At first, Thad Matta wasn’t sure what to make of his team’s seeding in the NCAA Tournament.
Within the first 10 minutes of the bracket being unveiled Sunday, Matta knew who, where and when Ohio State was playing — Dayton, Buffalo, N.Y., and Thursday.
The Buckeyes were given a No. 6 seed in the South region — the first component of the 68-team field to get revealed — but OSU’s coach wasn’t sure if the mark was fair.
“Um … yeah, I guess,” Matta said Sunday, his lips curling. “Something — I thought we’d be a five.”
The Big Ten collected six bids into the Big Dance — conference tournament champion and automatic qualifier Michigan State and at-large bids Michigan, Iowa, Wisconsin, Nebraska and OSU.
“I think with as many Big Ten teams that got in … that we may have gotten bumped,” Matta said. “Which is fine.”
If the Buckeyes had gotten a No. 5 seed, there was a chance their first game in the tournament would be in Spokane, Wash., or San Diego — three of the four No. 5 seeds are set to play in those locations, three time zones away. The other option was Orlando, Fla., but Matta joked that playing in California wouldn’t have been a problem because of the chance to get away from the seemingly never-ending brisk Ohio weather.
“San Diego’s so nice,” Matta said with a laugh. “But no, I always say that’s why I chose an indoor sport.”
If the Buckeyes are under-seeded, they aren’t alone, national columnist for CBSSports.com Gregg Doyel said, because No. 4-seeded Louisville was another team who got the shaft by the Selection Committee.
“Not only is Louisville a four, if they play Wichita State in the Sweet Sixteen, that will be in Indianapolis,” Doyel said in an interview with The Lantern Sunday, referring to the unbeaten Shockers, who are the No. 1 seed in the Midwest region. “That’s an hour from Louisville. That’s an hour away. That’s a home game for Louisville. A No. 1 seed should never play a road game against a four seed. Ever.
“(But) first of all, if Louisville can be a four, (OSU) can definitely be a six.”
The matchup between the Buckeyes and No. 11 Flyers is the lone one between schools from the same state in either the first or second round of the NCAA Tournament. That, Doyel said, is “crazy.”
“I’m not a big believer in conspiracy theories with the Selection Committee and all that, but this game is just one of many,” Doyel said, referring to potential third-round matchups between teams from bordering states.
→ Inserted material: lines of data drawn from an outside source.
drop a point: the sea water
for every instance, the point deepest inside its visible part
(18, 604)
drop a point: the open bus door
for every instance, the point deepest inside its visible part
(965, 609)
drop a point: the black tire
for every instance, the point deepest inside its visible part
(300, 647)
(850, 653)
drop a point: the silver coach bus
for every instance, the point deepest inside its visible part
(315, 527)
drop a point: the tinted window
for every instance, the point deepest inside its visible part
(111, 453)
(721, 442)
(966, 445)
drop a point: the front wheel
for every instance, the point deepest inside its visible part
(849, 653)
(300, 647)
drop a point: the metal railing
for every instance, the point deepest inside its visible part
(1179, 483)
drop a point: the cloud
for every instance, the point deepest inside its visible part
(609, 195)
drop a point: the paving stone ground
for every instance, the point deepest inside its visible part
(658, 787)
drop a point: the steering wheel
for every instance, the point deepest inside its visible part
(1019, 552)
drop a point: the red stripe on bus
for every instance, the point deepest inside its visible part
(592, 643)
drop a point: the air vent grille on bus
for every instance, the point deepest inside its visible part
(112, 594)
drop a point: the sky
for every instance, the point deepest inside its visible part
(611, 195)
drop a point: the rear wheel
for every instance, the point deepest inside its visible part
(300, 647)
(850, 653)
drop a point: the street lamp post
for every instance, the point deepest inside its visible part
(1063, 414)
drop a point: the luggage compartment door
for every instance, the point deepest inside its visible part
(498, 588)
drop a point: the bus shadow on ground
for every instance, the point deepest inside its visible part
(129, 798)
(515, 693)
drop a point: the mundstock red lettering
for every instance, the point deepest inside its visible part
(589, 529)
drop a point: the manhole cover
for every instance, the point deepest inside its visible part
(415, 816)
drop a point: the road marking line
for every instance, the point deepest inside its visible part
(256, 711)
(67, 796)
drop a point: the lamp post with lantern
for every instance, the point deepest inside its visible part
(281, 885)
Among these include how Creighton would take on Nebraska and Kansas State facing Wichita State if all teams survive and advance, which could make it seem like the Selection Committee chose those seed in the interest of television ratings or other rivalries, instead of each team’s tournament résumé. But in the case of Dayton and OSU, Doyel believes the advantage will be on the Flyers’ side.
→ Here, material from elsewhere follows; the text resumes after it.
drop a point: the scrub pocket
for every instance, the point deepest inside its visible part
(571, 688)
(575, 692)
“The emotional advantage will be Dayton’s,” Doyel said. “But I think in this case, you always give the edge to the underdog, try to knock off Big Brother … that’s not just winning a tournament game — that’s making history. If Ohio State wins, they’ve won the first round game. If Dayton wins, that’s school history.”
After learning of his team’s whereabouts and adversary, Matta didn’t stick around long to see more of the bracket. The Buckeyes are in the same region as traditional powers Florida, Kansas and UCLA, but Matta’s not concerned about that.
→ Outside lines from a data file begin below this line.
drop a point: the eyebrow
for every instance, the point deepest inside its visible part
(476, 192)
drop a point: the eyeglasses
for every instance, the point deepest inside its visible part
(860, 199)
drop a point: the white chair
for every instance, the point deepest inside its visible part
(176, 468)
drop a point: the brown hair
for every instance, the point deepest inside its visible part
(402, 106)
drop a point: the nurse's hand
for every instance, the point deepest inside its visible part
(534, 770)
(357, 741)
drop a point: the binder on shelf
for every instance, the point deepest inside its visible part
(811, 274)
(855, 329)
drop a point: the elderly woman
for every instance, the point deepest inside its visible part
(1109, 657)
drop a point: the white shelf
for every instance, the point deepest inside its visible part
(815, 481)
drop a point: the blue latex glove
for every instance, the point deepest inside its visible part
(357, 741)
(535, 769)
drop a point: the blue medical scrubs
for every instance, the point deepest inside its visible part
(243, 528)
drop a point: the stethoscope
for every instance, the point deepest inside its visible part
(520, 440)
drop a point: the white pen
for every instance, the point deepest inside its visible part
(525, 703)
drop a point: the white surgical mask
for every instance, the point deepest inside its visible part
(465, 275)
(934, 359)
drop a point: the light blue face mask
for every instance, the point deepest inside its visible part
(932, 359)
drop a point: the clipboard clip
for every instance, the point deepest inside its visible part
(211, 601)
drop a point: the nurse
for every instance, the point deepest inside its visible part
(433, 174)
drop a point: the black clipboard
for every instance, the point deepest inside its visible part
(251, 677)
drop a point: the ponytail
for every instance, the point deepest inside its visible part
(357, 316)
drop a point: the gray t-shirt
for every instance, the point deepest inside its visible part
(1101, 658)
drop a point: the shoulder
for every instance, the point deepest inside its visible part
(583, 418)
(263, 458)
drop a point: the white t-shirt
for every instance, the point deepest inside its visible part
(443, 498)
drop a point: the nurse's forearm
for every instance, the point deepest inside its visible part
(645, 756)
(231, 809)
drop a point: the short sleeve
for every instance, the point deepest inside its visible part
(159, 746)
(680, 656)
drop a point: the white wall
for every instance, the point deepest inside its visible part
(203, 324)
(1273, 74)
“I know we got Dayton, Syracuse and Western Michigan. That’s all I saw,” Matta said. “I don’t even know where, if we win games, where we go, to be honest with you.”
If the Buckeyes do get past Dayton Thursday —tipoff is set for 12:15 p.m., they are favored to take on Syracuse, the No. 3-seed, which wouldn’t be easy for them, Doyel said.
“I just don’t think they’re all that good. But they can’t beat Syracuse in the (third) round. Syracuse is going to say, ‘Hey, shoot threes,’” Doyel said. “Well, Ohio State can’t shoot threes.”
The Buckeyes are shooting 32.6 percent on 3-pointers this season, which is just good enough to tie for 262th in the country out of 351 teams. Opponents have shot 34.6 percent against Syracuse’s 2-3 zone defense this year, though.
“I just hope I see it, to be honest with you,” Matta said of the defense. “We need a good three-day prep for Dayton. I have seen Syracuse play, but haven’t started to break them down in terms of that yet.”